Political Activity

W&L is a long-time proponent of freedom of expression, and adopted the Chicago Statement affirming freedom of expression in December 2015. W&L is unwavering in its commitment to the free and open debate of competing ideas. W&L is also subject to Internal Revenue Code § 501(c)(3) limitations prohibiting tax-exempt institutions from engaging in political activity, such as supporting or opposing candidates for public office.

In order to maintain freedom of expression, while ensuring that the political activity of our community members will not be attributed to W&L: 

1. Political activity by student organizations1 shall be governed by the Standards for Student Organizations found in the Student Handbook.2

2. Employees who desire to participate in campaign activities during their normal working hours should take personal or vacation time or leave without pay to do so.

3. Employees can engage in off-hours political activity, but if the University is identified (i.e. "I'd like to welcome Dr. Jane Doe, Dean of the College, Washington and Lee University"), an express statement should be made by the employee that she is conveying personal opinions that are not the opinions of the University.

4. No W&L community member (ex. employee, faculty, administrator) speaking for or on behalf of the University may advocate for or against a candidate for public office or use University resources (ex.
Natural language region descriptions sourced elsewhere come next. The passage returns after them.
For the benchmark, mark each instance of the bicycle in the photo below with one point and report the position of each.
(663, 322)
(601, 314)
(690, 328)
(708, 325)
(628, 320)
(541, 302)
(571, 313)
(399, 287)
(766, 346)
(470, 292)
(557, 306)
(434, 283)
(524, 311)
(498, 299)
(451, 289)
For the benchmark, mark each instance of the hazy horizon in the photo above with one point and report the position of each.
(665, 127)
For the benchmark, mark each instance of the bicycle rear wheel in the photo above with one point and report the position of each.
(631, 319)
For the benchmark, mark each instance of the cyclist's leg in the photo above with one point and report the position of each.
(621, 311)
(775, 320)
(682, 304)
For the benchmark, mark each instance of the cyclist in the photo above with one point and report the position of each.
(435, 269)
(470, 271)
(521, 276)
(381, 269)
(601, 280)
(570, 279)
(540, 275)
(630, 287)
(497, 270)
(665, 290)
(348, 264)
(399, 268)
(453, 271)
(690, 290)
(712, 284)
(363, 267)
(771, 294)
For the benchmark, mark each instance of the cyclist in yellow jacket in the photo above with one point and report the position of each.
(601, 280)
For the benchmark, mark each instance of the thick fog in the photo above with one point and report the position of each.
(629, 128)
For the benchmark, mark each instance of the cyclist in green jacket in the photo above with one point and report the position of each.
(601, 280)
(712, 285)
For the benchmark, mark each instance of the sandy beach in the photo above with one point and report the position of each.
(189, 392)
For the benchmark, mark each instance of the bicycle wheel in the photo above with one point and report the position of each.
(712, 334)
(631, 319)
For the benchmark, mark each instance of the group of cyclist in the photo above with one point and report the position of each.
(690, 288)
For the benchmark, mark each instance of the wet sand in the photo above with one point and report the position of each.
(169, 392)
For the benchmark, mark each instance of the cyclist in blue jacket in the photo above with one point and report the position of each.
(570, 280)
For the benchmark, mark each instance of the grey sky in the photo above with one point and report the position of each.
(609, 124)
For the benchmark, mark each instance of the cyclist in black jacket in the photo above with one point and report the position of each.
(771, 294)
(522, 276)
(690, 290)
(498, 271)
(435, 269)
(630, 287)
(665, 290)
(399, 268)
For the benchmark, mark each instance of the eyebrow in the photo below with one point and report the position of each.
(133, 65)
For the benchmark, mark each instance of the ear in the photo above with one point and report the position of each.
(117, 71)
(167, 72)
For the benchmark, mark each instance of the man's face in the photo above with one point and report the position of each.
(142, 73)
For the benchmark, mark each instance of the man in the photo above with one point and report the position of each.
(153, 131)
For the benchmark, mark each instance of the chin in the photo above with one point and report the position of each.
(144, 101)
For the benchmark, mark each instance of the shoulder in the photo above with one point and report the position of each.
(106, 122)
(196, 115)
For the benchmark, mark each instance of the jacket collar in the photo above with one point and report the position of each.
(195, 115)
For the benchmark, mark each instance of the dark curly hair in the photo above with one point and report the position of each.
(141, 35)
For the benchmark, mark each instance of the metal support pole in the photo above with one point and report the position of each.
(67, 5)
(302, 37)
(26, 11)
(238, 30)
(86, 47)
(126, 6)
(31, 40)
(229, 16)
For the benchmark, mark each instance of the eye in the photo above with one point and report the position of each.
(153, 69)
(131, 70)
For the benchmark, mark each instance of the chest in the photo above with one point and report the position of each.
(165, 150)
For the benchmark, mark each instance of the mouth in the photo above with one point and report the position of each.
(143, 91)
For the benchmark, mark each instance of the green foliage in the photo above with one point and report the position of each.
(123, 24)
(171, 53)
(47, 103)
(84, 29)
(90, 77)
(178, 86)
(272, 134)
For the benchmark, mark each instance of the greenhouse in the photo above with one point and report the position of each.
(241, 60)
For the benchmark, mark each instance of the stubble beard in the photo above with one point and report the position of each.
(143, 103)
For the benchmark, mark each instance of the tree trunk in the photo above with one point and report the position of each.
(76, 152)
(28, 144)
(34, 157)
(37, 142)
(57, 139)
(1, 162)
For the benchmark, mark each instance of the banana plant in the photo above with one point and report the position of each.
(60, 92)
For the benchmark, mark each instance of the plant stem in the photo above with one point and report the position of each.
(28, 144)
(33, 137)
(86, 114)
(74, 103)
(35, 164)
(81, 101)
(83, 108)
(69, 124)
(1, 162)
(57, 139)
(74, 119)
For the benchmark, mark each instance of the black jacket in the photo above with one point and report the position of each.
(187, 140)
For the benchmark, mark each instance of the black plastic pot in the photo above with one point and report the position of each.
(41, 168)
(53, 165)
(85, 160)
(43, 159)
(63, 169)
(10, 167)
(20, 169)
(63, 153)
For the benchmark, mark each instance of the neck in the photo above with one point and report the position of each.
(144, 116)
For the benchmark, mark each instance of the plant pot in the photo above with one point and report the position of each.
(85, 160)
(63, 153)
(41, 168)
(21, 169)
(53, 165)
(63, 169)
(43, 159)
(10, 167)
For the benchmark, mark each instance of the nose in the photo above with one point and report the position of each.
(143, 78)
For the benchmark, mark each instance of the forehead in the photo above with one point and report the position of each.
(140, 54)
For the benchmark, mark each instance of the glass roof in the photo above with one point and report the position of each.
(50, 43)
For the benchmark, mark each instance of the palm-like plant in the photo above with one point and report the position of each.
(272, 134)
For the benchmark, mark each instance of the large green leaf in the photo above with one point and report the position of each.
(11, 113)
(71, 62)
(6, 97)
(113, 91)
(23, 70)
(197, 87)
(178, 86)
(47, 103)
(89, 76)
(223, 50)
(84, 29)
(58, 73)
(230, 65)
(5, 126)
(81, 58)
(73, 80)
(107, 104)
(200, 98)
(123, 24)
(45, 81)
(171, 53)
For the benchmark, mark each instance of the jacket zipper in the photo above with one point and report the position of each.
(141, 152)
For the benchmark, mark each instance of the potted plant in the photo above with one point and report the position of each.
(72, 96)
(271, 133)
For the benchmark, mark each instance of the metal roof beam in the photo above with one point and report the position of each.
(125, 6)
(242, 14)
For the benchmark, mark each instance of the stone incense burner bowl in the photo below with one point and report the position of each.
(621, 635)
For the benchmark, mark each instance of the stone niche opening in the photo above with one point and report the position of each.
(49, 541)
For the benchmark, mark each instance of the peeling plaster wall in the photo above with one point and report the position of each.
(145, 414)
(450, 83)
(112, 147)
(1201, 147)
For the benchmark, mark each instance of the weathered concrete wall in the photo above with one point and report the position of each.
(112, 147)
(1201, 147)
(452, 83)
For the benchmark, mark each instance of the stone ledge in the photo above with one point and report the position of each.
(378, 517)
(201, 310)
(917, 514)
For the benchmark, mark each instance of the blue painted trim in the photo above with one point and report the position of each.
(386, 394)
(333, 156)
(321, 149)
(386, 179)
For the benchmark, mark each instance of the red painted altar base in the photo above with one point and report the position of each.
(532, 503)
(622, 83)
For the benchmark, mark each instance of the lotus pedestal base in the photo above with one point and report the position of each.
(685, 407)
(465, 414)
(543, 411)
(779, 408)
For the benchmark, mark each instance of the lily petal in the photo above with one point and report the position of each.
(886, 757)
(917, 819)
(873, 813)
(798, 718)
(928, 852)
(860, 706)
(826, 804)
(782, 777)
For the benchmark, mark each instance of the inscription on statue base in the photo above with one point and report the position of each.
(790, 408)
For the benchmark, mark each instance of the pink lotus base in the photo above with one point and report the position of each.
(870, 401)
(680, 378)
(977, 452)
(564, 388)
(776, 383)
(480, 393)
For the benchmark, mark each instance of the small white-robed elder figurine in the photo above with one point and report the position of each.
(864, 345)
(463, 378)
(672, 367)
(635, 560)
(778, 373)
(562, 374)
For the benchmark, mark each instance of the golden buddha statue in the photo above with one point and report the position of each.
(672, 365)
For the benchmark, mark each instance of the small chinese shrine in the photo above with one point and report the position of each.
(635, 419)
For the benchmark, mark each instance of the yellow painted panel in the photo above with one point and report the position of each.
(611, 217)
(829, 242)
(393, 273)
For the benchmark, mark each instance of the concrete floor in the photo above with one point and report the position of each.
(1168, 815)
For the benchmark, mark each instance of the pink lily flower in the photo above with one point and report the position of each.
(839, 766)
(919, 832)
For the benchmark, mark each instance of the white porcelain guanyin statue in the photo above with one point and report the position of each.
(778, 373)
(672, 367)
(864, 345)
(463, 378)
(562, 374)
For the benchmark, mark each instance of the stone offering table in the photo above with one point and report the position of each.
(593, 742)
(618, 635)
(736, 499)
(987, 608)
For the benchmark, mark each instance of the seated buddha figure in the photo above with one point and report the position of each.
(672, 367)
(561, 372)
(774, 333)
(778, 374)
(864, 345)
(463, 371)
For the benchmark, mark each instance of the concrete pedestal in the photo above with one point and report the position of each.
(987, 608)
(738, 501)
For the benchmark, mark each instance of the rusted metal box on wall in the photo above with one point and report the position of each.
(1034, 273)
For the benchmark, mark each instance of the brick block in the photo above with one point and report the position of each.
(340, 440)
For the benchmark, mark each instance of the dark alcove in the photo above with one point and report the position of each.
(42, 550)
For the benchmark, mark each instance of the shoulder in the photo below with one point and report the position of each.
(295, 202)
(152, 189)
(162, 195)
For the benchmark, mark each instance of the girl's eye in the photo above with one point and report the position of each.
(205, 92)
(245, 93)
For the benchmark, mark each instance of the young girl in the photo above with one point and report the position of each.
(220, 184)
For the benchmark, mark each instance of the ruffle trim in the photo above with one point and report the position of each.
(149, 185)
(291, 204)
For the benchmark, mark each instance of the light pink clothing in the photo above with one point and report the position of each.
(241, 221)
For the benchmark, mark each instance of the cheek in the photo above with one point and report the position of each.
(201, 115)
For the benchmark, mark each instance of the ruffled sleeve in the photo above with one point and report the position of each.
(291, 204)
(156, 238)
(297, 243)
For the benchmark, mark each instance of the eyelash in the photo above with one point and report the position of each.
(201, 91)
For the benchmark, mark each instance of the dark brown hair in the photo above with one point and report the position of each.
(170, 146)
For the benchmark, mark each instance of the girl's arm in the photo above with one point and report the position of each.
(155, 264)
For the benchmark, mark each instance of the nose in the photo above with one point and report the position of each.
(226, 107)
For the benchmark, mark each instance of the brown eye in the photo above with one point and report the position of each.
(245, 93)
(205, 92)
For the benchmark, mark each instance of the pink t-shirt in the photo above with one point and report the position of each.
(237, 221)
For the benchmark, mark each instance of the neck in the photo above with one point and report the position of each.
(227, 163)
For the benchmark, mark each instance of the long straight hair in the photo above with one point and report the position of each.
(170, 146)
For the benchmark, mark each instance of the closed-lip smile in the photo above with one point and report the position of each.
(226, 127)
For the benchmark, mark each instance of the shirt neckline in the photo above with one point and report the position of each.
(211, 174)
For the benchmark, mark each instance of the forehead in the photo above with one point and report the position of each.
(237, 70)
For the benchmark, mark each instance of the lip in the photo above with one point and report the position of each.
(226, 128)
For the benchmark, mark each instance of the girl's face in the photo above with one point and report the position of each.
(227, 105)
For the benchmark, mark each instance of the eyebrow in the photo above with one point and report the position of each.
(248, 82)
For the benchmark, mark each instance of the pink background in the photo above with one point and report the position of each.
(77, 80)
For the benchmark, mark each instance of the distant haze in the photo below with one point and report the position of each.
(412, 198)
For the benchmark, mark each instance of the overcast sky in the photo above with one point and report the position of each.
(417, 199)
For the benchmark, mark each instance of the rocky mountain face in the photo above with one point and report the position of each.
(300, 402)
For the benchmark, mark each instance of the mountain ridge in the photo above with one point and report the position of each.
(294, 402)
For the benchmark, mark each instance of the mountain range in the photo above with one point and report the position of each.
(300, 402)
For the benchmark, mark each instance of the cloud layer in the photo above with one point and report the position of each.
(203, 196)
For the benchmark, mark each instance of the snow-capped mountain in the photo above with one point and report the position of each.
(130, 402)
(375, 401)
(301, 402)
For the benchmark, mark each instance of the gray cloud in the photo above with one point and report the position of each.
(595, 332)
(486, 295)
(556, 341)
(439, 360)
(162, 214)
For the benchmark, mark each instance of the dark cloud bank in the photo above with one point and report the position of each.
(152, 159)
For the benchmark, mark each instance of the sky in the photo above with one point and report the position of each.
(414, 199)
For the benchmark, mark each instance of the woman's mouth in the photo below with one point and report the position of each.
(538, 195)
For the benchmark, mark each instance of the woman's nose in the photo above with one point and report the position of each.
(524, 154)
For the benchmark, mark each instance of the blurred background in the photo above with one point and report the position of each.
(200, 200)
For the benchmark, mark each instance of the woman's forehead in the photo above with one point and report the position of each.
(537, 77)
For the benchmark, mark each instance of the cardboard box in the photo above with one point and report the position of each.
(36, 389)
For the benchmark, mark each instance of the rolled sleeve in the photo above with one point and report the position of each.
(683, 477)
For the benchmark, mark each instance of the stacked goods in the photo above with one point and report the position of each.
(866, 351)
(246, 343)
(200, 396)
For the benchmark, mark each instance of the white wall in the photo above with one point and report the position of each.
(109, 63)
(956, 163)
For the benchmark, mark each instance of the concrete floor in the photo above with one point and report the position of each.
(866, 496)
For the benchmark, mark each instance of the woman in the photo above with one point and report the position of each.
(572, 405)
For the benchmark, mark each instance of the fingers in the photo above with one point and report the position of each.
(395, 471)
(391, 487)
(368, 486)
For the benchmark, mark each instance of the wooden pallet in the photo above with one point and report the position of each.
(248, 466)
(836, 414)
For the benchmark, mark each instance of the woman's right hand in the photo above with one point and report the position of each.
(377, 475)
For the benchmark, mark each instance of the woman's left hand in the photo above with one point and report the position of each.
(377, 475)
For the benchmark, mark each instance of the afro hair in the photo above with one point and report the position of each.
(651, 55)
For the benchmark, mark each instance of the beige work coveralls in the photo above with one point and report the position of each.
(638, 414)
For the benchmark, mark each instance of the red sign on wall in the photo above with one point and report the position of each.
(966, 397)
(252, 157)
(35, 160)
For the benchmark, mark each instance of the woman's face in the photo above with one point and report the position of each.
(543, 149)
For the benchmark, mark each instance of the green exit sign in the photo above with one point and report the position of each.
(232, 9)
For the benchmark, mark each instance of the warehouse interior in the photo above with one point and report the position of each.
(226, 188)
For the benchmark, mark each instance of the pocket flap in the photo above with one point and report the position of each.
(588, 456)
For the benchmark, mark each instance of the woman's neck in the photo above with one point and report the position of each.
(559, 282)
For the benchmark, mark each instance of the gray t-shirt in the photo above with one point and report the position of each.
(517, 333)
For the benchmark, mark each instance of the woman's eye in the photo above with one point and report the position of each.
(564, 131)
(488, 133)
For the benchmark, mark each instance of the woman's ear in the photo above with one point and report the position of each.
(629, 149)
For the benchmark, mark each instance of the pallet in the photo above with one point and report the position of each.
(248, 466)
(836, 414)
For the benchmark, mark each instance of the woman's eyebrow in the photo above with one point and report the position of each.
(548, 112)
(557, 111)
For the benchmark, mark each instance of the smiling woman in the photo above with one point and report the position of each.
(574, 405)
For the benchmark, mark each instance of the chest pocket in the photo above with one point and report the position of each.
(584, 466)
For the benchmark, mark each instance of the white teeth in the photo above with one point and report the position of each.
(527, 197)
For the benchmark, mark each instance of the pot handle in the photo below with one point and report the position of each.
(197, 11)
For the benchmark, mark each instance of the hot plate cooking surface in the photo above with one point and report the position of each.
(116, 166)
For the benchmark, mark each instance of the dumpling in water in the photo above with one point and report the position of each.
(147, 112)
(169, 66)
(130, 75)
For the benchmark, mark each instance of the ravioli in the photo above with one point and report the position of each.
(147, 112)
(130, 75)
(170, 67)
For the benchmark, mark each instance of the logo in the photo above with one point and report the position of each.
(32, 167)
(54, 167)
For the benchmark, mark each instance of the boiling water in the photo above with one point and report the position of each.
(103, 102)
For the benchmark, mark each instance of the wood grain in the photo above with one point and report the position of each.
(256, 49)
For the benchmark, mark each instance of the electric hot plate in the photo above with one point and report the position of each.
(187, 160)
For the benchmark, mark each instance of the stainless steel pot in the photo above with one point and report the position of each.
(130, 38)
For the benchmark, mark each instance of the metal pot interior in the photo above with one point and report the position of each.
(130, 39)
University letterhead, secretarial, duplicating, computing, email, campus notices, etc.) to support or oppose a candidate for public office.


1Recognized Student Organization (hereinafter "Student Organization") means any student organization that has been recognized by the Executive Committee of the Student Body, the Student Bar Associations, or Student Affairs.

2IRS prohibitions on political activity do not apply to students in their individual private capacity; W&L encourages students to exercise their rights to participate in the electoral process; individual students are not prohibited from advocating for candidates on their personal property, such as posting signage in their own room in University residences, advocating for candidates on their personal social media accounts, posting campaign stickers on their private vehicles, or wearing apparel in support of a candidate for public office.